Take a moment to pause here and really think about how YOU come up with your game plan; how you determine your line, how you determine what to prioritize, how you determine what to compromise. Upgrading our programming to come up with better game plans takes knowledge and experience and is built over time. In future posts, we will delve into using line theory (in painstaking detail) to craft a solid game plan ahead of time, but today, let’s focus on some of the (not so basic) basics to see how we can recognize errors in our game plan while we are on track.
Remember what our goal is
This may seem like something plainly obvious, but sometimes, in the pursuit of more complex answers we forget the simplest truths: Our goal as drivers is not to maximize speed, but to minimize time.
Let’s illustrate this with an example:
Imagine that we are in a car at rest at point A, and we have the goal of getting to point B, half a mile away, as quickly as possible. Hopefully it is obvious that the quickest way (i.e. the way that takes the least amount of time) is to accelerate in a straight line from A to B. However, we can take other paths that will get us to B at a higher speed. In this simple example, it is easy to see that by providing a longer distance over which to accelerate, even though the curved path will get us to B at a higher terminal speed, the straighter path takes less time. The point here isn’t about curved vs. straight paths, rather that we need to always be focused on reducing time, not maximizing speed. Time = distance/speed, so if we drive a much greater distance in order to achieve the higher speed, we will lose time.

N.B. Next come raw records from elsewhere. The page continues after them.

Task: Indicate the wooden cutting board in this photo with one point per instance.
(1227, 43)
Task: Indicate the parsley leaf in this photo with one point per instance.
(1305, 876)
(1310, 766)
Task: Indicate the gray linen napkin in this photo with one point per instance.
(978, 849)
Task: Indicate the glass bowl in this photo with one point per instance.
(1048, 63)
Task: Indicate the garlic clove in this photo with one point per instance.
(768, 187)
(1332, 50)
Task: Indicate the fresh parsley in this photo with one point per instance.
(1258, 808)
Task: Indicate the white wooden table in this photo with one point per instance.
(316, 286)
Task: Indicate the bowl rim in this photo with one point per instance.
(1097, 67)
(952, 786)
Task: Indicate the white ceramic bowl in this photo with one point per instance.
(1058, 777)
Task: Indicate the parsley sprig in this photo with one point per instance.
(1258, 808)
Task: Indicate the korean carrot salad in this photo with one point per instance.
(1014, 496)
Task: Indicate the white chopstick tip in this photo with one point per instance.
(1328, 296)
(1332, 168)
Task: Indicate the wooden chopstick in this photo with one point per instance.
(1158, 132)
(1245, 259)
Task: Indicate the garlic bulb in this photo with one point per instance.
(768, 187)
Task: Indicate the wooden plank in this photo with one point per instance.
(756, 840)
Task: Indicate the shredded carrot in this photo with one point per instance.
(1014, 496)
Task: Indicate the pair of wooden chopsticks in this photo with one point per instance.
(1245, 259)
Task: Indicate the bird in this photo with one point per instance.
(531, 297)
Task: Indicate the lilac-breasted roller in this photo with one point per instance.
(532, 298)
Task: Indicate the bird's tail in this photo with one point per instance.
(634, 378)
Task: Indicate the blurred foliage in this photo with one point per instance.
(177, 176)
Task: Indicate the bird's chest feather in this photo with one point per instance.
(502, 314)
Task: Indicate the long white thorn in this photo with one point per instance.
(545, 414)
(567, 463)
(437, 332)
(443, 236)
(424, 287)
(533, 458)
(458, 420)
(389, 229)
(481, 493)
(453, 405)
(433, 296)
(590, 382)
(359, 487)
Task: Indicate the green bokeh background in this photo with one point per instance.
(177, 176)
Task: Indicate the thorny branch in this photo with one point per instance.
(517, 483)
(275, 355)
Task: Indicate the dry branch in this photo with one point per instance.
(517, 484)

Let’s take a look at another example:
Imagine now that we are on an oval race track without any banking. With the amount of grip our car has, imagine that hugging the tightest possible line would require us to take the corners at 120 mph, but taking a classic racing line (with a larger corner radius) would allow us to take the corners at 160 mph. In such a scenario, what line would you take? While you may be tempted to say you would take the classic racing line, the correct answer is that we do not have enough information to answer the question! We need to know the speed and acceleration potential of the car. If we are driving a car that can achieve 200+ mph, then certainly, the classic racing line would be better than the tightest line. But if we are driving a car that can only achieve a maximum speed of 135 mph, driving the wider classic racing line (red line) would actually take more time because we would be driving extra distance, without being at a speed that necessitates that distance. In such a scenario, we would want to drive a line that is just wide enough to keep us on the limit of traction (green line) because we would avoid driving a greater distance at the same speed. Remember, time = distance/speed. So if we increase the distance without increasing speed, the amount of time taken will increase.
All of this may seem trivial in the context of such simple examples, but consider how easy it is to fall into the trap of applying common racing rules (set up for a corner, drive wide arcs, use a late apex, backside the cone, etc) when we think about how we may want to drive around a track, without analyzing whether those rules apply in each particular situation. We tend to treat each of those rules as gospel, and apply them blindly, failing to identify situations where we may be losing time. Instead, when we understand why those rules exist and when they apply (and don’t apply), we become armed with the information needed to identify errors in our game plan.
Let’s work through a scenario
Consider a scenario as depicted here, where you approach a tight right hander, which is followed by a more open left hander, that leads onto a long straightaway. Before scrolling down and reading the analysis and explanation, just look at the illustration here and try to figure out what your game plan would be.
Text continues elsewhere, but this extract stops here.